S’appuyant sur la filière des images avec les nombreux instituts que comporte la ville, Angoulême entend ainsi s’ériger en capitale internationale et incontournable de la Francophonie. C’est un pari presque réussi puisque son festival du film francophone, initié en 2008, est reconnu comme le troisième du genre au monde après ceux de Namur, en Belgique, et du Québec, au Canada.

En choisissant de mettre le cinéma sénégalais en vitrine à cette édition, les autorités d’Angoulême, les organisateurs du festival ainsi que leurs partenaires parmi lesquels l’Oif, entendent attirer toutes les attentions sur la nécessité de soutenir et de relancer le 7ème art sénégalais.
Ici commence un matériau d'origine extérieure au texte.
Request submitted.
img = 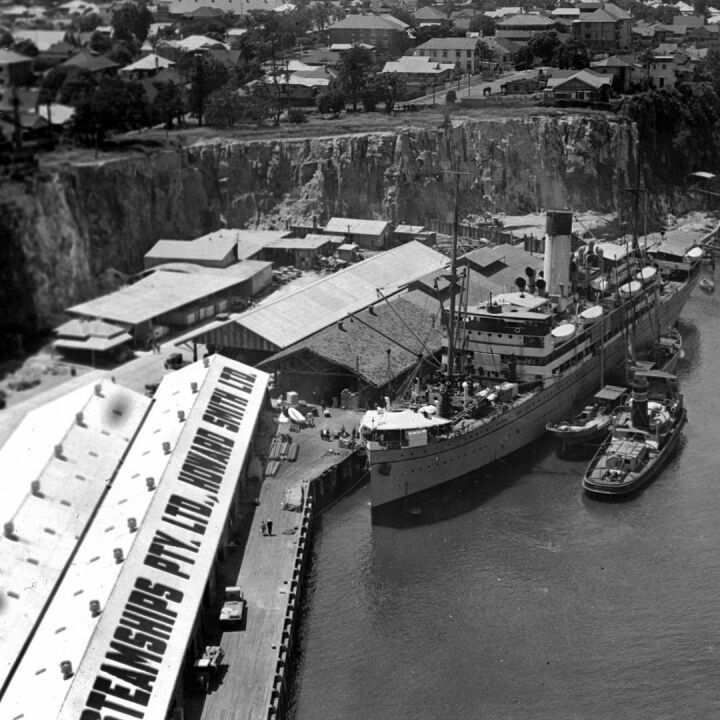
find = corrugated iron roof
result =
[325,217,390,235]
[235,241,448,348]
[260,297,442,387]
[145,234,237,262]
[68,264,259,325]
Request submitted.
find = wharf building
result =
[179,242,543,408]
[0,355,275,720]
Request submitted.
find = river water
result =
[290,289,720,720]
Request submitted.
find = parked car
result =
[165,353,183,370]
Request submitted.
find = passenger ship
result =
[360,211,702,511]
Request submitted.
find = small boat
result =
[545,385,627,446]
[286,407,305,425]
[698,277,715,293]
[582,370,687,496]
[633,328,685,373]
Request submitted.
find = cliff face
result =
[0,116,636,333]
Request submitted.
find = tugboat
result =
[545,385,628,448]
[582,370,687,496]
[360,211,702,517]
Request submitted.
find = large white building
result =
[0,355,274,720]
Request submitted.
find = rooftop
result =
[68,264,258,325]
[325,215,390,235]
[219,241,448,348]
[260,291,442,387]
[0,381,150,696]
[145,233,237,262]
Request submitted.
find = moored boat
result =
[545,385,627,446]
[361,211,700,516]
[582,370,687,496]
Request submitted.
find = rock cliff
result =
[0,115,637,333]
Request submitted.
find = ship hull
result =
[368,279,695,511]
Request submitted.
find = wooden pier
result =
[184,409,364,720]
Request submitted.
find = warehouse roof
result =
[68,263,259,325]
[260,297,442,387]
[325,218,390,235]
[265,234,332,250]
[145,233,237,262]
[219,241,448,348]
[56,355,269,720]
[0,382,150,688]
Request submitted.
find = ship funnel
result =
[525,265,535,293]
[543,210,572,294]
[632,377,649,430]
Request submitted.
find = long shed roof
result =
[208,241,448,349]
[260,291,442,387]
[68,263,260,325]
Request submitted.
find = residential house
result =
[496,13,555,42]
[450,8,481,32]
[59,50,120,75]
[686,25,720,48]
[328,15,410,56]
[647,55,676,90]
[415,37,480,73]
[572,3,632,52]
[323,217,393,250]
[485,6,523,20]
[380,55,457,97]
[118,53,175,80]
[167,0,284,15]
[413,5,448,25]
[550,7,580,25]
[482,37,522,68]
[590,55,637,93]
[543,70,612,104]
[266,60,336,106]
[0,50,33,92]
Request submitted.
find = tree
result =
[554,36,590,70]
[75,12,102,32]
[468,15,495,35]
[73,77,150,146]
[107,40,136,67]
[10,39,40,57]
[150,80,185,130]
[176,54,229,125]
[58,68,97,107]
[338,45,373,110]
[205,84,244,128]
[528,31,560,65]
[112,2,153,45]
[316,90,345,118]
[89,30,112,55]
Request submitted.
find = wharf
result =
[185,409,363,720]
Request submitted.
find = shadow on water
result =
[372,438,555,529]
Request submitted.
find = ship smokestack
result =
[632,377,650,430]
[543,210,572,295]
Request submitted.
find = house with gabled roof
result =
[328,15,410,55]
[572,3,632,52]
[590,55,637,92]
[498,13,555,42]
[543,70,612,104]
[413,5,448,25]
[415,37,480,73]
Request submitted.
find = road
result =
[396,70,537,108]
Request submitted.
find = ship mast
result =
[448,173,460,380]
«L’aide à la diffusion est absolument nécessaire», affirme Patrick Mardikian. Favoriser les rencontres avec les professionnels francophones en vu d’échanges et d’actions efficaces sont autant de pistes à explorer pour ses amis du Sénégal qui se démener pour sortir le 7ème art sénégalais de son agonie.

Le hasard faisant bien les choses, la fête du cinéma francophone à Angoulême, et par ricochet du cinéma sénégalais, s’est terminée avec la consécration de l’oeuvre de Moussa Touré, une valeur du cinéma africain.

Le «Valois», ce nom attribué aux trophées du festival du film francophone d’Angoulême est choisi en hommage à Marguerite Valois qui a joué un rôle précurseur pour la reconnaissance et le développement des arts ainsi que la diversité culturelle au début du XVIème siècle.

Surnommée «la dixième muse», Marguerite Valois est née à Angoulême. Soeur du roi François 1er, elle est également connue comme l’une des premières femmes françaises de lettres.